Author: Gregory Maxwell 2015-01-10 04:26:23
Published on: 2015-01-10T04:26:23+00:00
Bitcoin users have been warned not to update OpenSSL 1.0.0p / 1.0.1k, which is being pushed out by various operating system maintainers as the update could lead to consensus forks and is incompatible with the Bitcoin system. Bitcoin Core released binaries from Bitcoin.org are unaffected, as are any built with the gitian deterministic build system. If you are running third-party or self-compiled Bitcoin Core or an alternative implementation using OpenSSL you must not update OpenSSL or must run a Bitcoin software containing a workaround. Tests included with Bitcoin Core in the test_bitcoin utility already detect this condition and fail.The incompatibility is due to the OpenSSL update changing the behavior of ECDSA validation to reject any signature which is not encoded in a very rigid manner. This was a result of OpenSSL's change for CVE-2014-8275 "Certificate fingerprints can be modified". While for most applications it is generally acceptable to eagerly reject some signatures, Bitcoin is a consensus system where all participants must generally agree on the exact validity or invalidity of the input data.
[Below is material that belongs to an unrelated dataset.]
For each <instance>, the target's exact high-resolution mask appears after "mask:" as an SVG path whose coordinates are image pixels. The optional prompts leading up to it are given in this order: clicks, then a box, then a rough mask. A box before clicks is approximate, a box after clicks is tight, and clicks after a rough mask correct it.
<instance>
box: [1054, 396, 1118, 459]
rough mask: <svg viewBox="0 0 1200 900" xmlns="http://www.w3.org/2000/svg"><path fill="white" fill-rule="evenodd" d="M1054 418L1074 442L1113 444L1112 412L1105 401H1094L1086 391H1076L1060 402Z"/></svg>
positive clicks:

In a sense, consistency is more important than "correctness".The patches that fix one symptom of the general problem: relying on software not designed or distributed for consensus use (in particular OpenSSL) for consensus-normative behavior. Therefore, as an incremental improvement, a targeted soft-fork has been proposed to enforce strict DER compliance soon, utilizing a subset of BIP62. Adding a blockchain rule for strict DER will reduce the risk of consensus inconsistencies from alternative implementations of signature parsing or signature verification, simplify BIP62, and better isolate the cryptographic validation code from the consensus algorithm. A failure to do so will likely leave the situation or possibly worse again in the future.The relevant incompatible transactions are already non-standard on the network since 0.8.0's release in February 2013, although there was seemingly a single miner still mining incompatible transactions. That miner has been contacted and has fixed their software, so a soft-fork with no chain forking should be possible.